As the technology becomes better and cheaper–and like all AI applications, it will improve exponentially with more listeners and more feedback–it might become trivial to write a book, run it through an app, and have a high-quality audiobook narrated by any one of a huge list of licensed narrators. Stephen Fry’s lawyers probably already have the paperwork drafted for auctioning off his voice like Herrmann, but we don’t have to stop with the living or even the recently dead. Just as a minor industry has sprang up around celebrity holograms, it’s possible we’ll soon have the means to reproduce any popular figure of the last century. (I would pay good money for an Orson Welles narrator app. What voice would you spring for?)
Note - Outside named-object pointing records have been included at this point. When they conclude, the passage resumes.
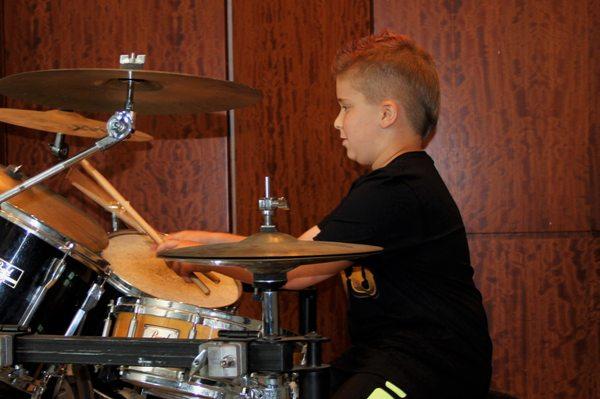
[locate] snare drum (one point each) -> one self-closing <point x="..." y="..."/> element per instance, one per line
<point x="136" y="271"/>
<point x="157" y="318"/>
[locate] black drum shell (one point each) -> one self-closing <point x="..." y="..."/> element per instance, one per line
<point x="34" y="256"/>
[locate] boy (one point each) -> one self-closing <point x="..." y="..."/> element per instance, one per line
<point x="416" y="320"/>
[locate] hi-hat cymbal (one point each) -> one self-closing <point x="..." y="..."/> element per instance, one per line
<point x="269" y="253"/>
<point x="105" y="90"/>
<point x="56" y="121"/>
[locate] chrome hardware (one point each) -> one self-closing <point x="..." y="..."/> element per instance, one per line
<point x="94" y="294"/>
<point x="121" y="124"/>
<point x="226" y="360"/>
<point x="132" y="61"/>
<point x="6" y="350"/>
<point x="108" y="321"/>
<point x="133" y="322"/>
<point x="51" y="277"/>
<point x="267" y="205"/>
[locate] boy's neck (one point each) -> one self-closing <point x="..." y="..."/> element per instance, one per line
<point x="395" y="151"/>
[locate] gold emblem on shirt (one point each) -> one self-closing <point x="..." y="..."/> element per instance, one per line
<point x="361" y="282"/>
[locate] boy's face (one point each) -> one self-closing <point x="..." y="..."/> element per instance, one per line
<point x="358" y="123"/>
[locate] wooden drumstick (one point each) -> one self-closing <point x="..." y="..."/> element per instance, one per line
<point x="105" y="184"/>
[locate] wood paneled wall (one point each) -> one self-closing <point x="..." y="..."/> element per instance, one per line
<point x="285" y="48"/>
<point x="518" y="143"/>
<point x="520" y="155"/>
<point x="177" y="181"/>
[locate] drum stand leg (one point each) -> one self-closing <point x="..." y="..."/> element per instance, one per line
<point x="51" y="277"/>
<point x="57" y="371"/>
<point x="94" y="294"/>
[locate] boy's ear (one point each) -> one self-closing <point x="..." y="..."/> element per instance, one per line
<point x="390" y="111"/>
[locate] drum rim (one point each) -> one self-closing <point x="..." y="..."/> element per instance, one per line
<point x="124" y="287"/>
<point x="59" y="241"/>
<point x="219" y="390"/>
<point x="180" y="311"/>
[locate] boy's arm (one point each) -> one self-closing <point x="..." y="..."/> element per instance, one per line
<point x="307" y="275"/>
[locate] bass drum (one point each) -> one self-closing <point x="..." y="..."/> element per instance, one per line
<point x="48" y="262"/>
<point x="48" y="259"/>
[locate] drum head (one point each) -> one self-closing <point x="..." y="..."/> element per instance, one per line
<point x="56" y="212"/>
<point x="133" y="261"/>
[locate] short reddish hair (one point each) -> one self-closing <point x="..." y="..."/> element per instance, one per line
<point x="389" y="65"/>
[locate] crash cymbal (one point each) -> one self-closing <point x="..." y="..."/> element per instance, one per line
<point x="55" y="212"/>
<point x="269" y="252"/>
<point x="105" y="90"/>
<point x="56" y="121"/>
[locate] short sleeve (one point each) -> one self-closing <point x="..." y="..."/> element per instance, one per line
<point x="378" y="211"/>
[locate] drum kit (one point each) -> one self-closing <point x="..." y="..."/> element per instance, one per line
<point x="73" y="296"/>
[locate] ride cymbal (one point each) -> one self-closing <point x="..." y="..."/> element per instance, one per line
<point x="269" y="252"/>
<point x="105" y="90"/>
<point x="56" y="121"/>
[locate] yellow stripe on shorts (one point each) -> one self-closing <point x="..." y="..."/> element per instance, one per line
<point x="395" y="389"/>
<point x="379" y="393"/>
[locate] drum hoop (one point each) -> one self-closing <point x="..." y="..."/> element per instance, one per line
<point x="180" y="311"/>
<point x="217" y="391"/>
<point x="124" y="287"/>
<point x="57" y="240"/>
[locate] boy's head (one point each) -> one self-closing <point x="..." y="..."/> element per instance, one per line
<point x="391" y="66"/>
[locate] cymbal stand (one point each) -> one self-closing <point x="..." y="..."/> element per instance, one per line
<point x="270" y="283"/>
<point x="119" y="126"/>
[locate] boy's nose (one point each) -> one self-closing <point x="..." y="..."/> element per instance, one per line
<point x="337" y="123"/>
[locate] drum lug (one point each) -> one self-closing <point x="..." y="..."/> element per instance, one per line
<point x="194" y="330"/>
<point x="108" y="321"/>
<point x="52" y="276"/>
<point x="133" y="322"/>
<point x="6" y="350"/>
<point x="93" y="296"/>
<point x="199" y="362"/>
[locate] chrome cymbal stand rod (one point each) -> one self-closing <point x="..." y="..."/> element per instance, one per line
<point x="119" y="127"/>
<point x="101" y="144"/>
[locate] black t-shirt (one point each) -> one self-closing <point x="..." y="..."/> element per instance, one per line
<point x="416" y="302"/>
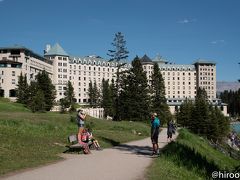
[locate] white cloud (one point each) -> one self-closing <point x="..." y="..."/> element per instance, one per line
<point x="186" y="21"/>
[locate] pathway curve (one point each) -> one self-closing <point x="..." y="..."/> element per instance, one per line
<point x="126" y="161"/>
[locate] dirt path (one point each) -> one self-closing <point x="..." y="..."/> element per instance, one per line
<point x="127" y="161"/>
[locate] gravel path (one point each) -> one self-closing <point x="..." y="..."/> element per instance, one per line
<point x="124" y="162"/>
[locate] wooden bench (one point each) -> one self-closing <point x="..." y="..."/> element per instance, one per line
<point x="74" y="145"/>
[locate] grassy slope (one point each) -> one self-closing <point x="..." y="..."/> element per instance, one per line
<point x="30" y="139"/>
<point x="190" y="157"/>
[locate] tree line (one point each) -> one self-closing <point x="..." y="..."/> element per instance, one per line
<point x="202" y="118"/>
<point x="232" y="98"/>
<point x="132" y="97"/>
<point x="39" y="95"/>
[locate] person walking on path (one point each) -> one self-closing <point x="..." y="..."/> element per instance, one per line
<point x="155" y="124"/>
<point x="81" y="117"/>
<point x="170" y="130"/>
<point x="99" y="165"/>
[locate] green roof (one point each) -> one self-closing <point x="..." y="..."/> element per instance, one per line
<point x="56" y="50"/>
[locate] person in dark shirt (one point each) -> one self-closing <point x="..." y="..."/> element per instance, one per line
<point x="155" y="124"/>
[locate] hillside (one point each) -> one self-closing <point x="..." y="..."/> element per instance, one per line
<point x="190" y="157"/>
<point x="33" y="139"/>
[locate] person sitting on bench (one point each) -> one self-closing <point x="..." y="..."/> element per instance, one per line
<point x="92" y="140"/>
<point x="83" y="140"/>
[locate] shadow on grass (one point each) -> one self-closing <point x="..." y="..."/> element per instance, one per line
<point x="110" y="141"/>
<point x="183" y="155"/>
<point x="139" y="150"/>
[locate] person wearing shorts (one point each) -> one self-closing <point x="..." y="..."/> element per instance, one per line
<point x="155" y="124"/>
<point x="81" y="116"/>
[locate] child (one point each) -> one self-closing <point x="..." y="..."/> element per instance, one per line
<point x="83" y="140"/>
<point x="93" y="140"/>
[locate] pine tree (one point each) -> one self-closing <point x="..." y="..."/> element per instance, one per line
<point x="36" y="101"/>
<point x="134" y="98"/>
<point x="68" y="100"/>
<point x="48" y="89"/>
<point x="184" y="116"/>
<point x="107" y="101"/>
<point x="94" y="94"/>
<point x="22" y="90"/>
<point x="159" y="101"/>
<point x="119" y="53"/>
<point x="199" y="123"/>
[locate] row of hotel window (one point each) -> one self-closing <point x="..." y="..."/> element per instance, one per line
<point x="85" y="68"/>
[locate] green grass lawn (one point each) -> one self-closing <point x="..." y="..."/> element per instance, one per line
<point x="32" y="139"/>
<point x="190" y="157"/>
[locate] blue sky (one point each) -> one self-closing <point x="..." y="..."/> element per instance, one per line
<point x="181" y="31"/>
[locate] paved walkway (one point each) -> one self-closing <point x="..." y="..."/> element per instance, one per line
<point x="126" y="161"/>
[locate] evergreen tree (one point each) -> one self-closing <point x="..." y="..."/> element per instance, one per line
<point x="36" y="101"/>
<point x="107" y="101"/>
<point x="48" y="89"/>
<point x="232" y="98"/>
<point x="134" y="98"/>
<point x="159" y="101"/>
<point x="118" y="54"/>
<point x="199" y="123"/>
<point x="120" y="51"/>
<point x="93" y="94"/>
<point x="68" y="101"/>
<point x="22" y="90"/>
<point x="184" y="116"/>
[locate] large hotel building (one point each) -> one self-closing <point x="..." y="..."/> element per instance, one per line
<point x="181" y="81"/>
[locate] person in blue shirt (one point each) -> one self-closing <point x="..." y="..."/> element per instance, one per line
<point x="155" y="124"/>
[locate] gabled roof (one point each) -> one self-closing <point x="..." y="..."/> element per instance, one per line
<point x="159" y="59"/>
<point x="56" y="50"/>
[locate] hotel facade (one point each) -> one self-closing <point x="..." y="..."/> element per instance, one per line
<point x="181" y="81"/>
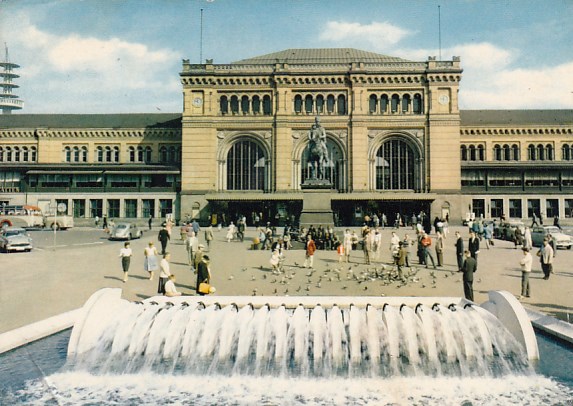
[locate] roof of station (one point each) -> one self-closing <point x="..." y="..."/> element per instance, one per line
<point x="516" y="117"/>
<point x="319" y="55"/>
<point x="173" y="120"/>
<point x="138" y="120"/>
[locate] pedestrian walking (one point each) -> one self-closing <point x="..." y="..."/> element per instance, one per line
<point x="150" y="263"/>
<point x="192" y="245"/>
<point x="426" y="244"/>
<point x="469" y="268"/>
<point x="310" y="250"/>
<point x="164" y="236"/>
<point x="545" y="255"/>
<point x="125" y="254"/>
<point x="459" y="250"/>
<point x="164" y="273"/>
<point x="440" y="248"/>
<point x="525" y="263"/>
<point x="203" y="273"/>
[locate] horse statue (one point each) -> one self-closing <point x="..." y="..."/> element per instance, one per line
<point x="317" y="150"/>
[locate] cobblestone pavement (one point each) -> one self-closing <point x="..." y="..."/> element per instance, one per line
<point x="47" y="281"/>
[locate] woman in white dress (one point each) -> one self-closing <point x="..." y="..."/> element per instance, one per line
<point x="231" y="232"/>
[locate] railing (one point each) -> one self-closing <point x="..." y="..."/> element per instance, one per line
<point x="9" y="102"/>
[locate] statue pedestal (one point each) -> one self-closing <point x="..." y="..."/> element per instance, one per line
<point x="316" y="204"/>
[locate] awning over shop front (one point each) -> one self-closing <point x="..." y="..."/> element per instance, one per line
<point x="62" y="172"/>
<point x="247" y="196"/>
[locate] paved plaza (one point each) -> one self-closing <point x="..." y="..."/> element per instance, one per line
<point x="61" y="274"/>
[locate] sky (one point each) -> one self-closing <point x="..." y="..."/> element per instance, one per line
<point x="124" y="56"/>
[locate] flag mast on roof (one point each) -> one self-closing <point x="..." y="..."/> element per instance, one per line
<point x="8" y="100"/>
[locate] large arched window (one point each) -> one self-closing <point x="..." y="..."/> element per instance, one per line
<point x="246" y="164"/>
<point x="245" y="104"/>
<point x="417" y="104"/>
<point x="464" y="153"/>
<point x="472" y="152"/>
<point x="373" y="104"/>
<point x="395" y="103"/>
<point x="497" y="152"/>
<point x="341" y="104"/>
<point x="234" y="105"/>
<point x="320" y="104"/>
<point x="515" y="149"/>
<point x="330" y="104"/>
<point x="333" y="170"/>
<point x="384" y="104"/>
<point x="256" y="105"/>
<point x="506" y="153"/>
<point x="308" y="104"/>
<point x="406" y="103"/>
<point x="549" y="152"/>
<point x="67" y="154"/>
<point x="395" y="166"/>
<point x="531" y="152"/>
<point x="224" y="103"/>
<point x="267" y="111"/>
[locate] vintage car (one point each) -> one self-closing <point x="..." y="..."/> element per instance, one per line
<point x="561" y="240"/>
<point x="125" y="231"/>
<point x="506" y="230"/>
<point x="15" y="239"/>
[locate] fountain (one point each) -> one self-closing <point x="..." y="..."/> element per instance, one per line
<point x="299" y="350"/>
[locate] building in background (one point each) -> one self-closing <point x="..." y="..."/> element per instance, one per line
<point x="397" y="144"/>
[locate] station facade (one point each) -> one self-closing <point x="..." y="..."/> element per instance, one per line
<point x="397" y="143"/>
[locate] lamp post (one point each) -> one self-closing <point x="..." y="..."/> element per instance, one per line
<point x="60" y="207"/>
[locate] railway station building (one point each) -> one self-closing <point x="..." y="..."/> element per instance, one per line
<point x="396" y="139"/>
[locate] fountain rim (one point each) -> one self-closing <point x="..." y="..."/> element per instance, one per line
<point x="502" y="305"/>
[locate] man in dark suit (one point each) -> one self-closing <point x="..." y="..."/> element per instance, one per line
<point x="203" y="274"/>
<point x="473" y="245"/>
<point x="459" y="250"/>
<point x="468" y="268"/>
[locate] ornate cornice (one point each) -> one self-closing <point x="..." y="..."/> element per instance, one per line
<point x="549" y="130"/>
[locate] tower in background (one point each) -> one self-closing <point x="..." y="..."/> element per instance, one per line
<point x="8" y="100"/>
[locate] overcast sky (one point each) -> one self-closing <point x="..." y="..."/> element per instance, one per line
<point x="123" y="56"/>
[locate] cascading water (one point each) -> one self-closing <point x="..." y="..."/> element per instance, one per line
<point x="307" y="342"/>
<point x="293" y="351"/>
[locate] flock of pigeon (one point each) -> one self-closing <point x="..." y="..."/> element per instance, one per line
<point x="297" y="280"/>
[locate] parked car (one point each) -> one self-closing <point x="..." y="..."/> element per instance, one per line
<point x="506" y="230"/>
<point x="561" y="240"/>
<point x="15" y="239"/>
<point x="125" y="231"/>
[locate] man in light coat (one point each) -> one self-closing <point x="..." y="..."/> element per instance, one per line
<point x="525" y="263"/>
<point x="545" y="255"/>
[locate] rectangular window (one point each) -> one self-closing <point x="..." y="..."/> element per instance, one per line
<point x="533" y="206"/>
<point x="113" y="208"/>
<point x="504" y="179"/>
<point x="552" y="208"/>
<point x="478" y="207"/>
<point x="148" y="208"/>
<point x="79" y="208"/>
<point x="473" y="178"/>
<point x="131" y="208"/>
<point x="96" y="208"/>
<point x="496" y="206"/>
<point x="58" y="207"/>
<point x="568" y="208"/>
<point x="515" y="208"/>
<point x="165" y="207"/>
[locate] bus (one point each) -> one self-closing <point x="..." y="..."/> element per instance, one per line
<point x="24" y="216"/>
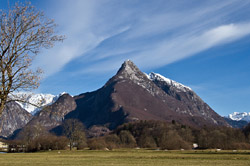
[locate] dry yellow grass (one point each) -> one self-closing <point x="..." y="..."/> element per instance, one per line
<point x="124" y="157"/>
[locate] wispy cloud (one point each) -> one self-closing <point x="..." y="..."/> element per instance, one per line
<point x="101" y="34"/>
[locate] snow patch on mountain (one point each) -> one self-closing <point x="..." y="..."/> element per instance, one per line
<point x="35" y="102"/>
<point x="237" y="116"/>
<point x="179" y="86"/>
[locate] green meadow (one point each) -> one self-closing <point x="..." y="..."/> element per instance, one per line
<point x="126" y="157"/>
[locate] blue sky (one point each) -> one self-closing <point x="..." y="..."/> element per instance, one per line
<point x="202" y="44"/>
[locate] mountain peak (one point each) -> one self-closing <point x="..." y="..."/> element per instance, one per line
<point x="128" y="67"/>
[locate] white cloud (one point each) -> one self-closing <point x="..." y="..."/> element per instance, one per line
<point x="152" y="36"/>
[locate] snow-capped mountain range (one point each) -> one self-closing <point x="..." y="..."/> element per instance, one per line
<point x="177" y="85"/>
<point x="237" y="116"/>
<point x="35" y="102"/>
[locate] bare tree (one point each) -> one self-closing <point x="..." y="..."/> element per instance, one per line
<point x="24" y="30"/>
<point x="73" y="129"/>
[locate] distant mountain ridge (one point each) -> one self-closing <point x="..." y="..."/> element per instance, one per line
<point x="130" y="95"/>
<point x="35" y="101"/>
<point x="237" y="116"/>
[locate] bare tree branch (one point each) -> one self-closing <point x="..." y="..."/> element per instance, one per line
<point x="24" y="30"/>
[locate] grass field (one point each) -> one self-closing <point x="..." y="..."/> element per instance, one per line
<point x="126" y="157"/>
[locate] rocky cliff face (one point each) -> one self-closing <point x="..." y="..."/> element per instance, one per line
<point x="132" y="95"/>
<point x="187" y="101"/>
<point x="14" y="117"/>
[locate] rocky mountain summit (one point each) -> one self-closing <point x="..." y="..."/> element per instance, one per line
<point x="130" y="95"/>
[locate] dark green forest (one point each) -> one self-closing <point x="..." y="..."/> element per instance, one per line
<point x="140" y="134"/>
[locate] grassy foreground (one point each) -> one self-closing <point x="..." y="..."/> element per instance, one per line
<point x="127" y="157"/>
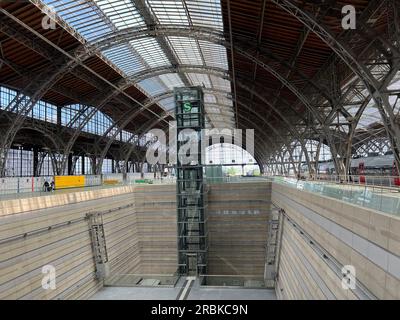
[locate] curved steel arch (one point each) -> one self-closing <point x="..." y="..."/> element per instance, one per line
<point x="206" y="34"/>
<point x="347" y="55"/>
<point x="58" y="143"/>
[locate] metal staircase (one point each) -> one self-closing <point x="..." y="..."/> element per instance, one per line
<point x="191" y="191"/>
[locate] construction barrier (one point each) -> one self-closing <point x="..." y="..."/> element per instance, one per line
<point x="64" y="182"/>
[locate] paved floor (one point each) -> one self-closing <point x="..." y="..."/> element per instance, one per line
<point x="196" y="293"/>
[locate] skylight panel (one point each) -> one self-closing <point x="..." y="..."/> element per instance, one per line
<point x="210" y="109"/>
<point x="199" y="79"/>
<point x="205" y="13"/>
<point x="153" y="86"/>
<point x="222" y="100"/>
<point x="187" y="50"/>
<point x="124" y="59"/>
<point x="209" y="98"/>
<point x="82" y="17"/>
<point x="171" y="80"/>
<point x="220" y="84"/>
<point x="169" y="12"/>
<point x="214" y="55"/>
<point x="122" y="13"/>
<point x="151" y="52"/>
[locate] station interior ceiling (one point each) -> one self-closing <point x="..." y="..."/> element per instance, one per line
<point x="287" y="69"/>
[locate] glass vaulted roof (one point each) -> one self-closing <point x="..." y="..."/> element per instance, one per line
<point x="97" y="19"/>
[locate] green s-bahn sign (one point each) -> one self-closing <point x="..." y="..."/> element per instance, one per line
<point x="187" y="106"/>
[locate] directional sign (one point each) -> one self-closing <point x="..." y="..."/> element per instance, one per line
<point x="187" y="106"/>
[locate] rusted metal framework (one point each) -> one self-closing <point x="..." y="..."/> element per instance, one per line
<point x="285" y="68"/>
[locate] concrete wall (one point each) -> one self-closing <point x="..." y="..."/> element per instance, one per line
<point x="349" y="235"/>
<point x="237" y="225"/>
<point x="157" y="228"/>
<point x="52" y="230"/>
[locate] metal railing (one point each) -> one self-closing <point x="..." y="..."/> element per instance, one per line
<point x="376" y="197"/>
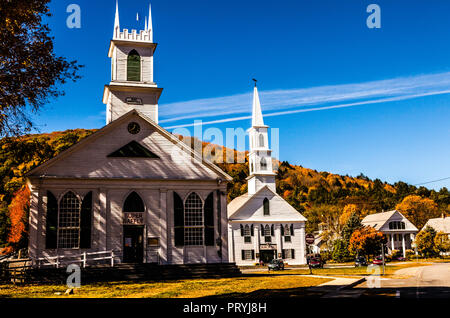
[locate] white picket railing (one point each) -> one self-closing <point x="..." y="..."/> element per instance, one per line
<point x="84" y="259"/>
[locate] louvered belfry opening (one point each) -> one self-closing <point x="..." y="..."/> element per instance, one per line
<point x="134" y="67"/>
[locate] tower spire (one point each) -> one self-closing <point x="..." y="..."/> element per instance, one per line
<point x="116" y="21"/>
<point x="257" y="119"/>
<point x="150" y="24"/>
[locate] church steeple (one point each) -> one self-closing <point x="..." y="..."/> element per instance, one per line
<point x="257" y="119"/>
<point x="132" y="85"/>
<point x="260" y="156"/>
<point x="116" y="21"/>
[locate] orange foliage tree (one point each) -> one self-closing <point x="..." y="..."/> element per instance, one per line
<point x="418" y="210"/>
<point x="18" y="214"/>
<point x="367" y="241"/>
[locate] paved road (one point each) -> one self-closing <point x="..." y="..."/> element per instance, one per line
<point x="431" y="281"/>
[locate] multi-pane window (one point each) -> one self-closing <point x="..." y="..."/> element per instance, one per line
<point x="261" y="140"/>
<point x="193" y="220"/>
<point x="397" y="225"/>
<point x="248" y="255"/>
<point x="69" y="221"/>
<point x="247" y="234"/>
<point x="288" y="254"/>
<point x="263" y="164"/>
<point x="287" y="233"/>
<point x="267" y="234"/>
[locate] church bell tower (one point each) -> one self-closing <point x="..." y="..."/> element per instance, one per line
<point x="260" y="156"/>
<point x="132" y="85"/>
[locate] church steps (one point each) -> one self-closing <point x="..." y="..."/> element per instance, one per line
<point x="136" y="272"/>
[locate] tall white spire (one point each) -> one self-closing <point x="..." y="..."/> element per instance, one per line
<point x="257" y="119"/>
<point x="150" y="24"/>
<point x="116" y="21"/>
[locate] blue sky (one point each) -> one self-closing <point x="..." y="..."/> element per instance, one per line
<point x="306" y="55"/>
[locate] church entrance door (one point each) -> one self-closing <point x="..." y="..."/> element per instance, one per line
<point x="133" y="244"/>
<point x="267" y="255"/>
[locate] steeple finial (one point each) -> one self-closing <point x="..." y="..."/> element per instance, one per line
<point x="116" y="21"/>
<point x="150" y="24"/>
<point x="257" y="119"/>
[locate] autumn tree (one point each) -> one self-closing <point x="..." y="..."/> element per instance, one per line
<point x="367" y="241"/>
<point x="418" y="210"/>
<point x="441" y="242"/>
<point x="353" y="224"/>
<point x="30" y="71"/>
<point x="425" y="242"/>
<point x="18" y="215"/>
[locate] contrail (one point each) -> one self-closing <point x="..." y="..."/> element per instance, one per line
<point x="303" y="110"/>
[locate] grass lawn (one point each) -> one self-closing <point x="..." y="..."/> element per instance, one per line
<point x="170" y="289"/>
<point x="346" y="271"/>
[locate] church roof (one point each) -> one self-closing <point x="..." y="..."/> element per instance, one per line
<point x="245" y="206"/>
<point x="154" y="167"/>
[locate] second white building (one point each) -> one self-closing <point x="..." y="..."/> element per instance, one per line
<point x="261" y="224"/>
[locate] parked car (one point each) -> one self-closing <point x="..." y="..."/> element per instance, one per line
<point x="316" y="262"/>
<point x="275" y="265"/>
<point x="360" y="261"/>
<point x="378" y="260"/>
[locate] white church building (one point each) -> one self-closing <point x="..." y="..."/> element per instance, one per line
<point x="131" y="187"/>
<point x="262" y="225"/>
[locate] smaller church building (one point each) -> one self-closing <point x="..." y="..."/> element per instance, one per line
<point x="261" y="225"/>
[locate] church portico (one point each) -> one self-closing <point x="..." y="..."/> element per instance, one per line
<point x="112" y="219"/>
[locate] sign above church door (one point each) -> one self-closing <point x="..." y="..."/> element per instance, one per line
<point x="133" y="218"/>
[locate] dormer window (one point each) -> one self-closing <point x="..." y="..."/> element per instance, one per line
<point x="261" y="140"/>
<point x="134" y="67"/>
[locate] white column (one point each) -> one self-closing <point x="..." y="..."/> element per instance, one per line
<point x="278" y="238"/>
<point x="302" y="244"/>
<point x="403" y="245"/>
<point x="163" y="221"/>
<point x="231" y="244"/>
<point x="392" y="242"/>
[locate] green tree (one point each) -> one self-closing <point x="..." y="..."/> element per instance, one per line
<point x="340" y="251"/>
<point x="30" y="71"/>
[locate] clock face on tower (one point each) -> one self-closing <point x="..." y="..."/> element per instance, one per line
<point x="134" y="128"/>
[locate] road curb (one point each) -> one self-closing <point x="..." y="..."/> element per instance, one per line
<point x="359" y="281"/>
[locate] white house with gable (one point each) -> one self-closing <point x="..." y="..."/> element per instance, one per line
<point x="131" y="188"/>
<point x="399" y="230"/>
<point x="261" y="224"/>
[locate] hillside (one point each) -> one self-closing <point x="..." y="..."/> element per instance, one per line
<point x="320" y="196"/>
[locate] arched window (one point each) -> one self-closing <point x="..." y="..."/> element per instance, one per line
<point x="134" y="66"/>
<point x="133" y="203"/>
<point x="261" y="140"/>
<point x="51" y="232"/>
<point x="263" y="164"/>
<point x="69" y="221"/>
<point x="193" y="220"/>
<point x="266" y="206"/>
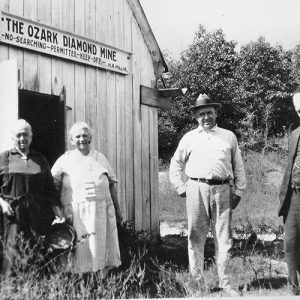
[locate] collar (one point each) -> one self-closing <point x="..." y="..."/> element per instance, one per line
<point x="201" y="129"/>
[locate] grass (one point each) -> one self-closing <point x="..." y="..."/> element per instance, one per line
<point x="161" y="270"/>
<point x="259" y="205"/>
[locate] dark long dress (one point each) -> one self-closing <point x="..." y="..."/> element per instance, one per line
<point x="27" y="185"/>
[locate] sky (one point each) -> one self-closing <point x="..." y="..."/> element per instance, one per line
<point x="174" y="22"/>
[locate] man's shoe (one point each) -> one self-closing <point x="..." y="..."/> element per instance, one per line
<point x="230" y="292"/>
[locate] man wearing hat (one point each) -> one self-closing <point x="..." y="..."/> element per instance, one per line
<point x="211" y="158"/>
Corners of the book world with little audiobook market presence, like academic works and books in translation, would leap into the field and open up new revenue streams and use cases with extremely low costs. Imagine learning a language with an AI narrator who speeds up, slows down, and enunciates on command, or pauses after each sentence for you to catch up, or having your college textbook read itself to you.
Authors might use certain text markers for the software to read like a musical score, making suggestions about pacing and tone (“use sarcasm here”), dialogue (“interrupt this line with the next one”), and character (“Jed speaks slowly, Sarah speaks quickly”). Our culture’s turn towards secondary orality will be supercharged, with all prose writing written in order to be spoken and heard.
But books, as I’ve covered in this space, are becoming the least common and least significant kind of reading that we do. Most of our engagement with text now happens in articles, reports, posts, tweets, and captions, so that’s where the real money is with synthetic readers. If we do come to prefer listening to our books, and listening to synthetic readers, it’ll be our internet browsing that leads to this preference.
The companies that give us access to all this–Amazon, Microsoft, Apple, Google, and so on–all have massive investments in text-to-speech and speech-to-text software. These are, after all, how their digital assistants, like Siri and Alexa, work. If the tech giants don’t already have synthetic narrators as good as DeepZen, then they’re probably waiting to buy them out once the technology matures.
And at that point, it’s not just books, but our entire relationship to text that changes: consumers could have access to the software itself, not just records of DeepZen or whatever in action. Morgan Freeman could read your emails; Jeff Goldblum could run you through your schedule; Scarlett Johansson could read Wikipedia to you–or flirt with you, like the movie. It will also almost certainly be used to produce illegal copies of any public figure with enough recorded audio to imitate, leading to countless deepfakes, hoaxes, and frauds. This is heady, sci-fi stuff, and it is only beginning to unfold.
Like everything else with digital technology in the 2020s, we’ll have to take the good (increased convenience, lower costs, more accessibility, loads of creative potential) with the bad (increasing fraud, the erosion of reality as we know it). There is something magical, something strange, and something slightly wrong about the synthetic voice, but as long it holds out the promise of convenience, utility, and profit, the idea will always be pursued. And now, with artificial intelligence, we will finally have our brazen heads. Whether or not they must be struck down with a flash of lightning and a hammer remains to be seen.